In his annual January 1st mass in St. Peter’s Basilica, Pope Frances provided an ode to motherhood; something that rings a bit hollow given his positions on other issues including abortion and the ordination of women as well as his decidedly lacklustre response to sexual abuse by Catholic clergy.
In his sermon, he said that a mother’s example is the best antidote to today’s disjointed world of solitude and misery. According to the Pope:
“a world that looks to the future without a mother’s gaze is shortsighted. . . . We need to learn from mothers that heroism is shown in self-giving, strength in compassion, wisdom in meekness.”
Mothers should be meek
I am all for self-giving and compassion, but the word meekness left me cold. I looked up the meaning of meek, and every dictionary I turned to included the word submissive in the definition; some also used the phrase “easily imposed on.” No thanks! Perhaps he could, instead, have said that we learn from mothers that wisdom can be found in humility.

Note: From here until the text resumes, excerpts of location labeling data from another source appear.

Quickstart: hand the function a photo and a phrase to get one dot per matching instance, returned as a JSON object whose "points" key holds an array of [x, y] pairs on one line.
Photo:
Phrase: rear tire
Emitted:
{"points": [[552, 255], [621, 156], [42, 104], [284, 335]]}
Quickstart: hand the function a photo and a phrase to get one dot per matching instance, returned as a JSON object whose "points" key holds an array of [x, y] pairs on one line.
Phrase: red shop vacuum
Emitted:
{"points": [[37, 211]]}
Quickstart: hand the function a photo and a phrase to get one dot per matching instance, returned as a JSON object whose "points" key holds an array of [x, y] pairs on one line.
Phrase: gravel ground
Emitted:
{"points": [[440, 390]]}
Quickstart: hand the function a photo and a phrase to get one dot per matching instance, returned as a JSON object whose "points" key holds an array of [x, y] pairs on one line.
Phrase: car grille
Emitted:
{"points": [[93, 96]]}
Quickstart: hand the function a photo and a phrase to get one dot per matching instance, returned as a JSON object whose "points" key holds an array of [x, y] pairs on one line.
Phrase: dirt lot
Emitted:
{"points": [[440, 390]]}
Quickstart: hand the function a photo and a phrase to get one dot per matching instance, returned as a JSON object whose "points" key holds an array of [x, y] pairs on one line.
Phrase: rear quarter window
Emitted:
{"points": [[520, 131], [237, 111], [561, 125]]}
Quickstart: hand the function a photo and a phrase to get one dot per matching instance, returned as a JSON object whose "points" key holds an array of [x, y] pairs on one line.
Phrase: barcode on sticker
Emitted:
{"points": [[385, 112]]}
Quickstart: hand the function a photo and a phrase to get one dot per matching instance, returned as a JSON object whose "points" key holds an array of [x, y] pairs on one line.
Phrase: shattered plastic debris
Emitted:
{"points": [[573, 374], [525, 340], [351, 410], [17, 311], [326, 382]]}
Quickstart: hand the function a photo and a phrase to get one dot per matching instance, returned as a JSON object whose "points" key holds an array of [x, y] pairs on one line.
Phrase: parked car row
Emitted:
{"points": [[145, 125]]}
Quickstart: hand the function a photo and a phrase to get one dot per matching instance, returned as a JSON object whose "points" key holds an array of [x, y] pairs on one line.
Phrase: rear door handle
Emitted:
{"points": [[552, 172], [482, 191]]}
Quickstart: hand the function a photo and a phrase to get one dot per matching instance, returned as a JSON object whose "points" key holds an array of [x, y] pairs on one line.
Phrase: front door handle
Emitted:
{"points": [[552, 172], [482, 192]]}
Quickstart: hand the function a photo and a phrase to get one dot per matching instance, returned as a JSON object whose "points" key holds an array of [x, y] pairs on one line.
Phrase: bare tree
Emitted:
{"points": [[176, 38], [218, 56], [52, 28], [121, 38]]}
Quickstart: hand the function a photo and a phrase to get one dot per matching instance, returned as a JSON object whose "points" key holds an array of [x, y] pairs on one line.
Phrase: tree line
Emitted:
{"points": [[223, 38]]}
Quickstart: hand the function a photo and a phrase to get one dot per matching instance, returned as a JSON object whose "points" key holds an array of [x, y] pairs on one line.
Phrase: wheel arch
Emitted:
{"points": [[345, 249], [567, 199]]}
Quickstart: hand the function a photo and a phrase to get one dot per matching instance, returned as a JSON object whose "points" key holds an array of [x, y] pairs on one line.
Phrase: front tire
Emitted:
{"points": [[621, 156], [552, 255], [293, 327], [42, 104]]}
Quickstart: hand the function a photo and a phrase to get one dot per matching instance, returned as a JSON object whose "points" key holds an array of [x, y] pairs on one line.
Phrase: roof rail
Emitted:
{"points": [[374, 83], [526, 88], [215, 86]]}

But why mothers in particular? Why not women more generally? This elevation of motherhood to a saintlike status is hard to take from the leader of a religious institution that remains stalwart in its opposition to abortion. As recently as October 2018, in a speech he gave in Italy, Pope Frances described abortion as “hiring a hitman to resolve a problem.” Notably, he did not comment on the many situations in which continuing with a pregnancy can result in the loss of another human life, that of the mother; nor did he mention ending sexual violence against women and girls or addressing the poverty in which millions of women live after they are forced into motherhood. For him, “it is not right to take a human life” is the answer.
Brides of Christ
While many have lauded Pope Francis for his progressive (relatively speaking) positions on some social and environmental issues, he has not budged in supporting the Catholic Church’s position against the ordination of women. In June of last year, he said:
“We must give them a role . . . . [but] John Paul II was clear and closed the door, and I won’t turn on this.”
Not surprisingly, this comment was greeted with considerable criticism by those who believe women should be able to be priests. An editorial on The Women’s Ordination Conference website the day after this comment said, in part:
“We are disappointed, but not surprised, that the Pope remains trapped in outdated arguments about the role of women as the ‘bride of Christ.’”
Connecting the lack of ordained women with the ongoing scandal of sexual abuse by Catholic clergy, former nun Bridget Mary Meehen, noted:
“If we had women as equals and partners, women ordained in the Catholic church, we would not be in this mess.”
Meehen has led a rebel movement to ordain women, in defiance of church doctrine: an offence that is categorized as being as serious as sexual abuse and that can lead to ex-communication.
And what about that pesky sexual abuse?
This pope has dragged his heels in responding appropriately to ongoing revelations about the sexual abuse of children by Catholic clergy. There seems little doubt that, despite his protestations to the contrary, he knew enough about Cardinal Theodore McCarrick’s abusive behaviour that he should have intervened many years ago. Instead, McCarrick was allowed to retire from his position with the College of Cardinals last year, after the church had paid out hundreds of thousands of dollars to young men, many of them seminarians, he had sexually abused.
In his annual speech to the Vatican Curia (the administrative institutions through which the pope conducts the business of the church) in December, Pope Francis told abusers to “hand yourself over to human justice and prepare for divine justice,” while assuring his listeners that the church will “never again” cover up clergy sexual abuse.
I am not a religious person, but it seems to me the Catholic church would be better served if, instead of empty platitudes like these and those about mothers issued by the Pope on January 1st, it took concrete, even dramatic steps, to permit the ordination of women, to support reproductive choice, including abortion, and to hold those responsible for sexual abuse criminally and civilly accountable.